The lower receiver is one of the few polymer parts on the firearm, most of the parts inside are metal alloy.

At this point, CZ has three calibers, the original caliber plans that were drawn up when the rifle was designed: 5.56 NATO, 7.62 Soviet, and 6.8 SPC. However, at this time only the 5.56 NATO is available. A marketing representative has told me that the other caliber options will only become available when there is enough demand to warrant making them. That seems like a catch-22, however, because they’re not taking orders for them, nor are they tracking who wants them, so I’m not sure how they are deciding whether or not there is demand. What it will boil down to is a large order placed for them — i.e. a country wants to arm its military or police with one of the other calibers. Then they will make them available to the civilian market. Until then, it looks like another manufacturer making empty promises about a multi-caliber weapon system. But CZ’s not alone in that.

The original 805 Bren came in four barrel lengths/styles: carbine, standard, marksman (long) and squad automatic (heavy). Each of those barrels is hypothetically available in every caliber offered.
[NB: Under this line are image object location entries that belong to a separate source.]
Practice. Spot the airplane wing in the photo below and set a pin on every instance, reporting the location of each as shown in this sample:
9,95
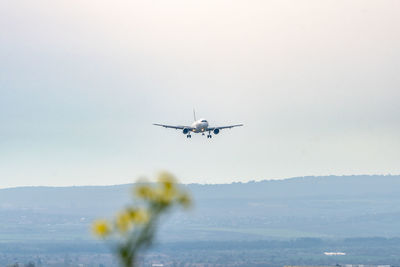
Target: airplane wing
224,127
173,127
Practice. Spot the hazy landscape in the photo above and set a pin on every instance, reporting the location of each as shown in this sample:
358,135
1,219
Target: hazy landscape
292,221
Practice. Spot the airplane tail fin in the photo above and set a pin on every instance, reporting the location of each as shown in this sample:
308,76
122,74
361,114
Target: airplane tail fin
194,115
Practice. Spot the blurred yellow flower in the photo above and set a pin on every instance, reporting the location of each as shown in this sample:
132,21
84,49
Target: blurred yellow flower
101,228
167,180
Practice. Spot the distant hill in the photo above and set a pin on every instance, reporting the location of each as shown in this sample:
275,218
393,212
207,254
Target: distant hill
329,206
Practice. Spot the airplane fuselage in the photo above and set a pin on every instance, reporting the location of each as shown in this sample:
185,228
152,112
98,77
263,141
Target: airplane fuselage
200,126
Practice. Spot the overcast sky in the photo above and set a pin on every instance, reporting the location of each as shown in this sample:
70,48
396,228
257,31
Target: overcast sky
316,84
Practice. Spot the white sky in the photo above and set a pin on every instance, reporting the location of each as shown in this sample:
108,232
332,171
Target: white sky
316,84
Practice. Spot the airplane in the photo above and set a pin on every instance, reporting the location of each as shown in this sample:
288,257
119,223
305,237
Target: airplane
198,126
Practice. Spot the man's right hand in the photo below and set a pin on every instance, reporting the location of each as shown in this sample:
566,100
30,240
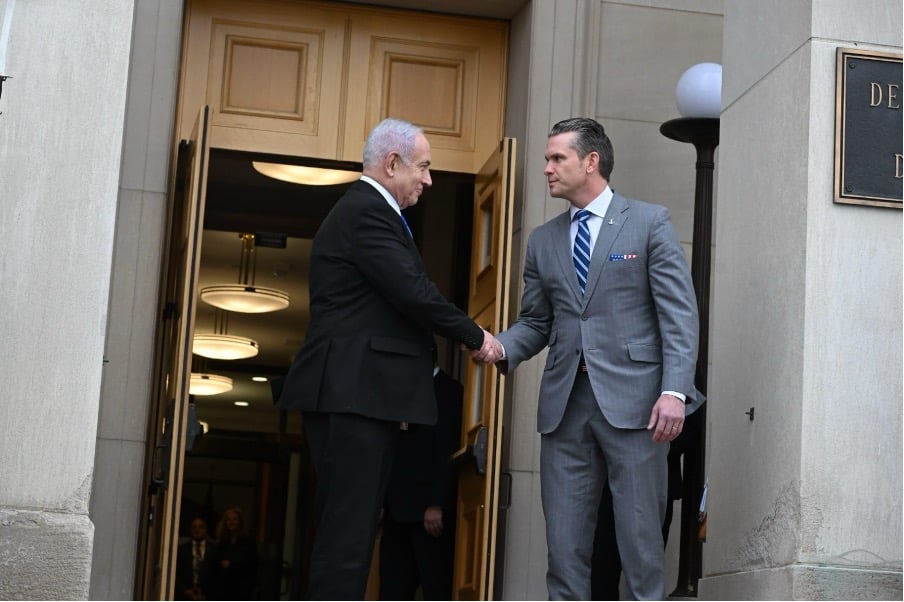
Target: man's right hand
490,352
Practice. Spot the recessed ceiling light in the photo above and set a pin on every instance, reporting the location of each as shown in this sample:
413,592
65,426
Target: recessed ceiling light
299,174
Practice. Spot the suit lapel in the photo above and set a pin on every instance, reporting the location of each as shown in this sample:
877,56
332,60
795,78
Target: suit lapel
612,224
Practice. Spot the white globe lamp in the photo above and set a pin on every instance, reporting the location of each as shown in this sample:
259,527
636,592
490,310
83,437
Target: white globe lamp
699,91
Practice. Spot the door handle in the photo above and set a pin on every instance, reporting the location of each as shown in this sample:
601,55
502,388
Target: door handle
505,502
477,450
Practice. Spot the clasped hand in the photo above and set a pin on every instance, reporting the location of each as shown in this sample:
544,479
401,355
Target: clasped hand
490,352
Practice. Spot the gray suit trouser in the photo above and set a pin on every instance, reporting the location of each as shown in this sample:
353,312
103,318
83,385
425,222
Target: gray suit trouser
575,461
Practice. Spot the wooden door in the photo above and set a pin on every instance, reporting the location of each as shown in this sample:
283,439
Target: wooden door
167,439
479,457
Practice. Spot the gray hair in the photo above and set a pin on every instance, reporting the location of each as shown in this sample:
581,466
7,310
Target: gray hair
390,135
590,136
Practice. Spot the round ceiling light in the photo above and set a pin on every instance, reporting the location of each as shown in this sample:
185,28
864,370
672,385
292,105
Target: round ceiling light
245,298
208,384
224,346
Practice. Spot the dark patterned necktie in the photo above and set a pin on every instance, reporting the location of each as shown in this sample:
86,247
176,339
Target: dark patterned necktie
581,253
405,223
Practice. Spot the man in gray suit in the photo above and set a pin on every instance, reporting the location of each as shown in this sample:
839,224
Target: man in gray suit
607,288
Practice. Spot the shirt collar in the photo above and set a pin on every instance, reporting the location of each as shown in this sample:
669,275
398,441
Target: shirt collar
597,206
385,193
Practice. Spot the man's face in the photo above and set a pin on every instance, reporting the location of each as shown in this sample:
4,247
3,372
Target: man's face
566,173
198,529
411,178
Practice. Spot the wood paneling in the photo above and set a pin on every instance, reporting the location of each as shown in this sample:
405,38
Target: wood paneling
271,72
445,74
312,78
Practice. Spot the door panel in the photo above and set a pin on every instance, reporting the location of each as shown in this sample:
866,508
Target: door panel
479,457
167,440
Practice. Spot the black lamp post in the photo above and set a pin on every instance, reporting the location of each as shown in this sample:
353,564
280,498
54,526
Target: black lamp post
703,133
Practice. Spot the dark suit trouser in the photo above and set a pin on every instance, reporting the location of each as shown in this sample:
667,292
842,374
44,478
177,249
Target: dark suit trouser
409,556
352,458
575,461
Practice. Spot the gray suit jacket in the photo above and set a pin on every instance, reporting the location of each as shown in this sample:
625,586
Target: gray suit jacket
636,325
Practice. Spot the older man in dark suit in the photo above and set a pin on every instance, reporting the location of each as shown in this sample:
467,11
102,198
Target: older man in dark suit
365,366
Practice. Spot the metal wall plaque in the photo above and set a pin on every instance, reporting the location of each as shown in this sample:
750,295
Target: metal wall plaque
868,128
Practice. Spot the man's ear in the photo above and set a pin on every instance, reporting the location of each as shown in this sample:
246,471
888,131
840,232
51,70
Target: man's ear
593,161
392,159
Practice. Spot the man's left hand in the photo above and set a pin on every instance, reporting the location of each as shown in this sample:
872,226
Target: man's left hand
667,418
433,520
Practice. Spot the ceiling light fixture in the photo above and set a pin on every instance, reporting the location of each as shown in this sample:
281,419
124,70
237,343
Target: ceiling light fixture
208,384
300,174
245,297
220,345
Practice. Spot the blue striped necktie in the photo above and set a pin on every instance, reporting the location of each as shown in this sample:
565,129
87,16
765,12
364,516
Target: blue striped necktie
581,253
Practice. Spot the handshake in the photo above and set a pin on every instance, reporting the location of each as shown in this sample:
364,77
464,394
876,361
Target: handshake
490,352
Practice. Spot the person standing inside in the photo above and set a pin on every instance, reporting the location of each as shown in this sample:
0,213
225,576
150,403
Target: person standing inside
365,365
417,544
608,289
235,558
194,563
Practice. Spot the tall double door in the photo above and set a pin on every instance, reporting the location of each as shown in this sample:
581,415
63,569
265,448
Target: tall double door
239,47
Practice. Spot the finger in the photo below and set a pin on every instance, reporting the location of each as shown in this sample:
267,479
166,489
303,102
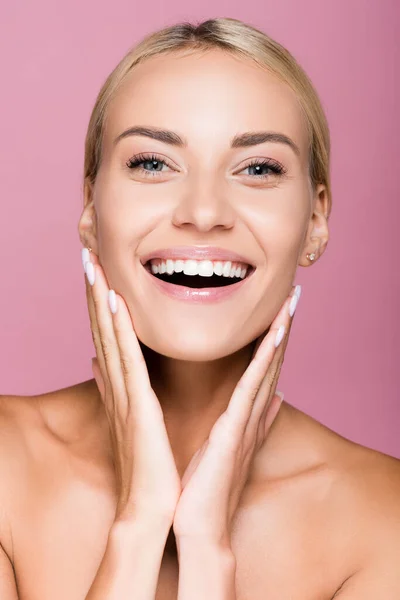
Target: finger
245,394
271,413
134,367
270,381
96,337
105,340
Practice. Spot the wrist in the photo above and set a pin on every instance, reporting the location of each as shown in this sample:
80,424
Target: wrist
133,533
206,549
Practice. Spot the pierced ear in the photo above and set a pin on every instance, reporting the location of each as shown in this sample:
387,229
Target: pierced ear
317,236
87,225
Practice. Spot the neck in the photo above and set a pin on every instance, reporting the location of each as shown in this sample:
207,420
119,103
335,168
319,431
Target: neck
193,395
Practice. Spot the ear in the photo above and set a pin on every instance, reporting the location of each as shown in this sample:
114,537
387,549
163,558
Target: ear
87,226
317,236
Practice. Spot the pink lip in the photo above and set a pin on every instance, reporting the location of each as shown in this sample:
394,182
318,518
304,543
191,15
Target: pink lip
197,253
197,295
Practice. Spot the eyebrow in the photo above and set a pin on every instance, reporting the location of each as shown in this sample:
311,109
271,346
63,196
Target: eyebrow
243,140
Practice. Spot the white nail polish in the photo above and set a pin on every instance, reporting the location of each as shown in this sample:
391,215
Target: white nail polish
279,335
85,256
90,272
293,304
112,301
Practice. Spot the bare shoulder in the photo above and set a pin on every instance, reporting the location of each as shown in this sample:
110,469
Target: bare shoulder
366,504
361,491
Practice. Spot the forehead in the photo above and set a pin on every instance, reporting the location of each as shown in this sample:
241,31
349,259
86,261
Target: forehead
206,96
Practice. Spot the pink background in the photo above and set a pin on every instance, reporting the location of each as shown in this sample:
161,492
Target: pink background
341,363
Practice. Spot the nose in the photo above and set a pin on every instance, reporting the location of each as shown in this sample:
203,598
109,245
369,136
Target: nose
204,207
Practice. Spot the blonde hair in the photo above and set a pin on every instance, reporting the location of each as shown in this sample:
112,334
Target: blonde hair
235,37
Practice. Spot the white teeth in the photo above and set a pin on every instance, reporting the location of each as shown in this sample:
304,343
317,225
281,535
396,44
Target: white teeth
170,267
190,267
226,271
218,267
179,265
204,268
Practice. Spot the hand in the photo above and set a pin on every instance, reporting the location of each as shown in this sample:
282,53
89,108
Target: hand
148,481
216,475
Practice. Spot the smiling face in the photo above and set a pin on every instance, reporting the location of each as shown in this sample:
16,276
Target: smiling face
202,193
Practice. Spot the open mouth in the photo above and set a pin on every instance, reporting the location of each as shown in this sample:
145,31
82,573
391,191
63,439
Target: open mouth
200,281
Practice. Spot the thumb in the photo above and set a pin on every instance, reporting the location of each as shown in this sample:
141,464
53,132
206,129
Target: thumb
98,377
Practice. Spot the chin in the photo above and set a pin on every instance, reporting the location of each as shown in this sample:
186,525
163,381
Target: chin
193,345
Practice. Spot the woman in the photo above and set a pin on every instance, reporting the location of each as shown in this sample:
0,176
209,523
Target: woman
172,473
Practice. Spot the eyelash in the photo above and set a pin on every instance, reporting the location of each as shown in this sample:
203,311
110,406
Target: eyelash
135,161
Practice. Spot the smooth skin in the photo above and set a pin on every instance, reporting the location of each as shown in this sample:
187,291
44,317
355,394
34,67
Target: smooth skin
319,515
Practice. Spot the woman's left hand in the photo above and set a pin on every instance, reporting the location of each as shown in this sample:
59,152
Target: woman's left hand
215,477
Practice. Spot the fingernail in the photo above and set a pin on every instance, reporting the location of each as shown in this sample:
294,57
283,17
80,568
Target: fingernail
293,304
85,257
279,335
112,301
90,272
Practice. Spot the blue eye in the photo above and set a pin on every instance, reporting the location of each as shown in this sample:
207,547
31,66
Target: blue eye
269,165
148,160
151,162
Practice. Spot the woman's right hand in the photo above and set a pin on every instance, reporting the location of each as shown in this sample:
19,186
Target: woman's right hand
148,482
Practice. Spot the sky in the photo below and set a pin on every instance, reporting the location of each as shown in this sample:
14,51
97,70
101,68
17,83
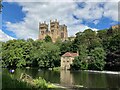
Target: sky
20,18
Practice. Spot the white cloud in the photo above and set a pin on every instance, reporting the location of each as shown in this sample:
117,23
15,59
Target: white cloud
5,37
44,11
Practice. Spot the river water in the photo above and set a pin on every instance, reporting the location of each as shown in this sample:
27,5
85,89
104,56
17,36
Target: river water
69,78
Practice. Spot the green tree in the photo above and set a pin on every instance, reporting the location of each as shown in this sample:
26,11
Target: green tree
81,62
48,55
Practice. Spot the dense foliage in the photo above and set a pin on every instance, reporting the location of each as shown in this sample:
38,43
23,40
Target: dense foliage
21,53
97,51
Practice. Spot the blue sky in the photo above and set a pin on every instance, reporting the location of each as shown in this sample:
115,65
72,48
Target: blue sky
20,20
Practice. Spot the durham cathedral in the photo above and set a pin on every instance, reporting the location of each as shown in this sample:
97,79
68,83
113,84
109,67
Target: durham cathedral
54,30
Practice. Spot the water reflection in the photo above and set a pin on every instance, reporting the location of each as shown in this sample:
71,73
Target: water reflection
66,78
89,79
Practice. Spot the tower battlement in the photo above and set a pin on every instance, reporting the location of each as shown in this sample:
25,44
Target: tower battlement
55,30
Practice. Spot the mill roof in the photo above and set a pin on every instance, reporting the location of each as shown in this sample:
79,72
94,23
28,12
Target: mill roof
70,54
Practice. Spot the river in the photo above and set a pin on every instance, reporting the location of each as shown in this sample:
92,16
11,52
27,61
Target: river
87,79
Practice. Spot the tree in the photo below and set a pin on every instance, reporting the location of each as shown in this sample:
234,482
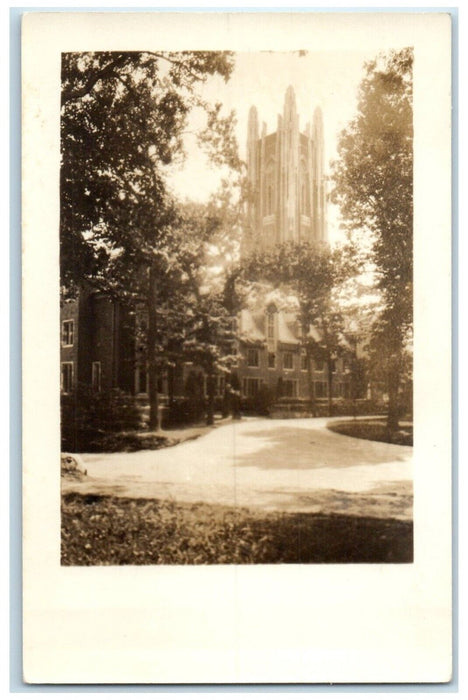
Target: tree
208,319
123,117
373,185
312,274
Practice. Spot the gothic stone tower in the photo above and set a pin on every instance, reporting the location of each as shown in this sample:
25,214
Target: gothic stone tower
287,186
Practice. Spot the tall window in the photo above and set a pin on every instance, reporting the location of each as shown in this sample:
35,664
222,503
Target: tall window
66,377
250,386
288,362
252,357
96,376
289,388
269,182
270,326
67,333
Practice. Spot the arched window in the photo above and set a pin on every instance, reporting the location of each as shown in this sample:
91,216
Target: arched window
269,188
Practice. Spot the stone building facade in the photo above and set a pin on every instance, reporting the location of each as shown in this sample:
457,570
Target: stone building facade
287,203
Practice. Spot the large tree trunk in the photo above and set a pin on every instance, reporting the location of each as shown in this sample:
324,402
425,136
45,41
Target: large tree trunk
330,385
210,404
154,418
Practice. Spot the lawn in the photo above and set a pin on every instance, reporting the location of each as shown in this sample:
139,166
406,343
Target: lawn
106,530
374,429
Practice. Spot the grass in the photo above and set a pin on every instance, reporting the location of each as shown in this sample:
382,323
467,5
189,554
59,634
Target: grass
375,429
106,530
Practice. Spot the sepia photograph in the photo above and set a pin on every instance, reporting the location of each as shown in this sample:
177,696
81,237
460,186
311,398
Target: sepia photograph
236,347
236,307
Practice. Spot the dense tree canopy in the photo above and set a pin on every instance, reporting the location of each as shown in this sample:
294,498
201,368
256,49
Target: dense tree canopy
123,119
311,275
373,185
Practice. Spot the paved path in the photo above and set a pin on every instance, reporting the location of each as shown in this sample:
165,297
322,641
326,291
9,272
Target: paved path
292,465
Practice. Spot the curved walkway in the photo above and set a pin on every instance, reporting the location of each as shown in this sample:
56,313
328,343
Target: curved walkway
294,465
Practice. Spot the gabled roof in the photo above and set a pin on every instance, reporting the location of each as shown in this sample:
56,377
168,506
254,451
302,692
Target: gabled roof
249,332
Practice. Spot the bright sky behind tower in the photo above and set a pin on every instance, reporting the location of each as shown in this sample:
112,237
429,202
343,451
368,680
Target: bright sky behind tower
328,79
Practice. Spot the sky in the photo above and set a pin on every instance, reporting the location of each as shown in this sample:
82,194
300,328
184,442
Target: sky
326,79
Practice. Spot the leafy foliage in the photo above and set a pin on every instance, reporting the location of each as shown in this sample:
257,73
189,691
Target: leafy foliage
373,185
99,530
123,117
311,275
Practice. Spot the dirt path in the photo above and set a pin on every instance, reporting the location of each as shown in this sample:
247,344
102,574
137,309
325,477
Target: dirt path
293,465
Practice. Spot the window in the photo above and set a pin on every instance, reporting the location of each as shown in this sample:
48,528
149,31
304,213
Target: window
142,380
270,326
288,362
252,357
67,333
250,386
96,376
321,390
66,377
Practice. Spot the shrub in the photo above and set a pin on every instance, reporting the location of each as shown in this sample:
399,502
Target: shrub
261,403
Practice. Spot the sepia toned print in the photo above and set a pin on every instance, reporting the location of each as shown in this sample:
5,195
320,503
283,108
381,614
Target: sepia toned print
224,358
236,262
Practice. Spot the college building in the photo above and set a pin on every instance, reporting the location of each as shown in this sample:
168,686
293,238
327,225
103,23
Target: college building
287,203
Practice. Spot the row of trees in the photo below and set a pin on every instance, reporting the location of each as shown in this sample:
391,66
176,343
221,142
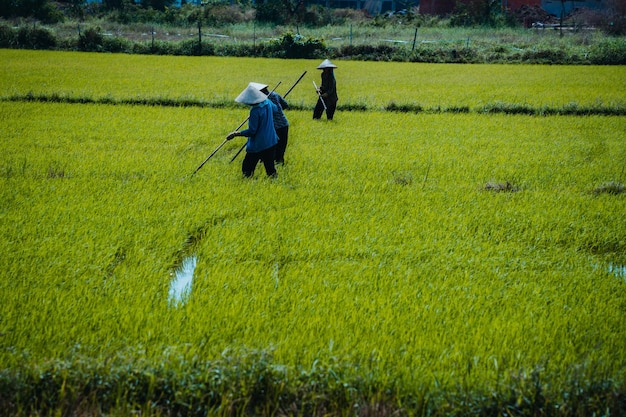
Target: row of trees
275,11
223,12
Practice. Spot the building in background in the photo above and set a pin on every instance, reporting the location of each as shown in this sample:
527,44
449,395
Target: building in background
556,7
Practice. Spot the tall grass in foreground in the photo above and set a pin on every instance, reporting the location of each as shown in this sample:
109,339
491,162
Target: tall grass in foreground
379,273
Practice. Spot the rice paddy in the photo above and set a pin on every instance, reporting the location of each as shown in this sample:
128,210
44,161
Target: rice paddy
416,263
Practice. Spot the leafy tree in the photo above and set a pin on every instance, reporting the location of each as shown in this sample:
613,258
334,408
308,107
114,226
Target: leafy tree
281,11
42,10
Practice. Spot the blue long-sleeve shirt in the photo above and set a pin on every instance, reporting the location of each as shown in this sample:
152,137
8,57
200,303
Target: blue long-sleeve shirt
280,120
260,132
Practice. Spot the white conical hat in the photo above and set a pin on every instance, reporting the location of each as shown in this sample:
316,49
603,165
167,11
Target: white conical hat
250,96
326,64
258,86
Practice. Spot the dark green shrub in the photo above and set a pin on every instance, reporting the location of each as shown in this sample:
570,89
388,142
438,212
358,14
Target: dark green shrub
608,52
7,37
35,38
90,41
296,46
115,44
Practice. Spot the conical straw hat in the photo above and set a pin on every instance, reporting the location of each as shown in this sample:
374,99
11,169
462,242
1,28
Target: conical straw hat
250,96
326,64
258,86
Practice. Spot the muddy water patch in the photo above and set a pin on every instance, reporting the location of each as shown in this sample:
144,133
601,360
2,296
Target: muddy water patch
180,287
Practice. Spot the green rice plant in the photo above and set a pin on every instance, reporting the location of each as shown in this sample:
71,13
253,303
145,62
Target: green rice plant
370,85
375,275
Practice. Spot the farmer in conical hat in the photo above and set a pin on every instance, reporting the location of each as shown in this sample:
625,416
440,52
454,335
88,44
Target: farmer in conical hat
281,124
261,135
327,91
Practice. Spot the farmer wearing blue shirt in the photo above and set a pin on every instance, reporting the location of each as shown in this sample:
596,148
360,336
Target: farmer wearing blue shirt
262,138
281,124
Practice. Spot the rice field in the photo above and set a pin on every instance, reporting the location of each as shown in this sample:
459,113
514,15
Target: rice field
417,264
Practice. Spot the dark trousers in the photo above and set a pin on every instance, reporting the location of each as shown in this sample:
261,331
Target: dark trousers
319,109
283,135
251,160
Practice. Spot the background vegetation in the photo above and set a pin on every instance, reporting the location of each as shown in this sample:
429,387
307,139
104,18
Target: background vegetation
403,263
287,29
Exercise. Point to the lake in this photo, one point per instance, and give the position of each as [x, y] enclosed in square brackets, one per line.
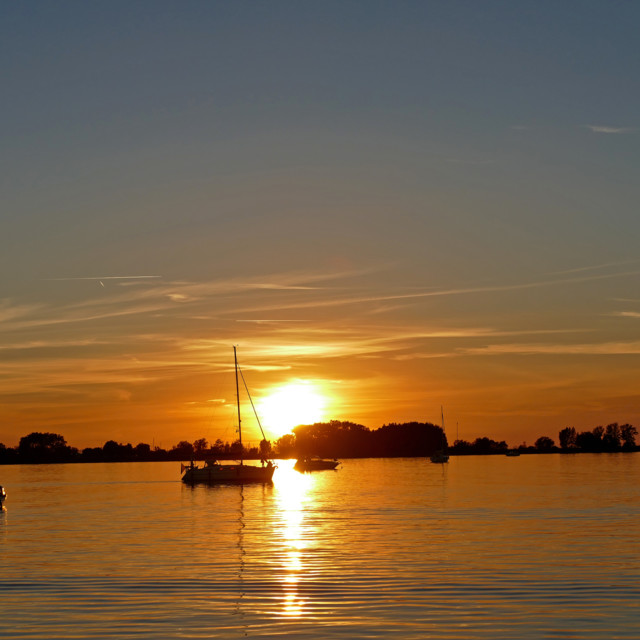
[539, 546]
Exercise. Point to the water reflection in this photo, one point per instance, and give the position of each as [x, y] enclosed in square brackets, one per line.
[293, 493]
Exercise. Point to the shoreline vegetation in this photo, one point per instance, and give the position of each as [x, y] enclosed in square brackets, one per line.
[334, 439]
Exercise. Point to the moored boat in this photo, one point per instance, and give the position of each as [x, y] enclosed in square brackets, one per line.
[213, 472]
[315, 464]
[441, 456]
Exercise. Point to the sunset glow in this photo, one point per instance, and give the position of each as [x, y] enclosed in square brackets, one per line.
[382, 230]
[291, 405]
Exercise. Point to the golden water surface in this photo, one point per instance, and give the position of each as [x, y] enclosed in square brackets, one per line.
[542, 546]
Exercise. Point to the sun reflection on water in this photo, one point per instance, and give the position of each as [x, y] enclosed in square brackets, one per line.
[293, 492]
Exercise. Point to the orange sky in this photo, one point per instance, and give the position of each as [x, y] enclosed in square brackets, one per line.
[407, 206]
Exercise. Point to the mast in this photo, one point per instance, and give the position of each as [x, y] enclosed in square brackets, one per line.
[235, 360]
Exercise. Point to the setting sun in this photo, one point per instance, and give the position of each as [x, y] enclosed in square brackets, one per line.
[293, 404]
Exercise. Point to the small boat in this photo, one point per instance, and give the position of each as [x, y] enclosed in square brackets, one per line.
[213, 472]
[315, 464]
[441, 456]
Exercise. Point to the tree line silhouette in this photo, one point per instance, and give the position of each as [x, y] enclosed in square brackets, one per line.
[334, 439]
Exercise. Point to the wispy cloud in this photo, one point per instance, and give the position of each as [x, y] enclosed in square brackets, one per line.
[608, 129]
[602, 348]
[100, 278]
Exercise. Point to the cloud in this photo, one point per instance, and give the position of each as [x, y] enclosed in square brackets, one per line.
[100, 278]
[611, 130]
[603, 348]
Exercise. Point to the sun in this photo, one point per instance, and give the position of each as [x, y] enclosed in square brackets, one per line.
[288, 406]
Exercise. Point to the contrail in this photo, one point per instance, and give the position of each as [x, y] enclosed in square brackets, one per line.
[101, 278]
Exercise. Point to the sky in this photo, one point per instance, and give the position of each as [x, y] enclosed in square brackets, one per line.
[398, 210]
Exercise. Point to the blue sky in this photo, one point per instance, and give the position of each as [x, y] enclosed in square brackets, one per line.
[409, 203]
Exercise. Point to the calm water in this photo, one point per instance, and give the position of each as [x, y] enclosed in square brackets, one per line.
[484, 547]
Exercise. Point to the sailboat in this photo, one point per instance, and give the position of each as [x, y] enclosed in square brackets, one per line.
[441, 456]
[213, 472]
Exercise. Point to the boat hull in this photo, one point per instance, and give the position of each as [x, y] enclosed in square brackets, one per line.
[227, 473]
[315, 465]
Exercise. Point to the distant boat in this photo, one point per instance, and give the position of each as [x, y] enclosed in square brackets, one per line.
[213, 472]
[441, 456]
[315, 464]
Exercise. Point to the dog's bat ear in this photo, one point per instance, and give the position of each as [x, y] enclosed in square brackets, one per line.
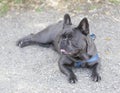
[84, 26]
[67, 19]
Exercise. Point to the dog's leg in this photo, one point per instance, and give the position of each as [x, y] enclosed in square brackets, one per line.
[65, 68]
[95, 75]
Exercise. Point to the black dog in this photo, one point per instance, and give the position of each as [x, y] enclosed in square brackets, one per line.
[73, 43]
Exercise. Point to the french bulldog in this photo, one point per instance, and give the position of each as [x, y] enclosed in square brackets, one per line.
[73, 43]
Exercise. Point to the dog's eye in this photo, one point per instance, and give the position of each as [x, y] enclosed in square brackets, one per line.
[64, 36]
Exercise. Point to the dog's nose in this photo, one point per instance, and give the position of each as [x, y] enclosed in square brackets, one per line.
[63, 44]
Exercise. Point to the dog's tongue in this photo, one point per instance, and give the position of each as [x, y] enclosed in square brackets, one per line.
[64, 51]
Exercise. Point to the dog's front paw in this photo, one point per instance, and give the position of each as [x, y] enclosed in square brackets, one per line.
[96, 77]
[72, 79]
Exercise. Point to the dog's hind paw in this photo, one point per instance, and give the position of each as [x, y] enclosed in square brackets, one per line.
[22, 43]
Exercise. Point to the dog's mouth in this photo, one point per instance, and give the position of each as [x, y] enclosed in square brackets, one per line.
[69, 53]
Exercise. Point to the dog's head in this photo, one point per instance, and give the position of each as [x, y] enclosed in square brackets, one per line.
[75, 40]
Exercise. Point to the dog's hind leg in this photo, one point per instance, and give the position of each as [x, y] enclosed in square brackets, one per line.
[95, 75]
Depending on demand, these four barrel lengths could potentially be offered in the U.S.

The 805 Bren S1 Carbine, new in 2016, is the civilian-legal semi-automatic version of the 805 Bren A1. (Photo by CZ-USA)

In 2015, when the 805 Bren was first released into the U.S. market, it came in the S1 Pistol model. This uses the 11-inch barrel, the same barrel used in the Czech A2 model that uses the carbine length barrel. The A1 model uses the standard length 14-inch barrel. The A1 and A2 models are the military-only models that come in select fire and aren’t available in the U.S.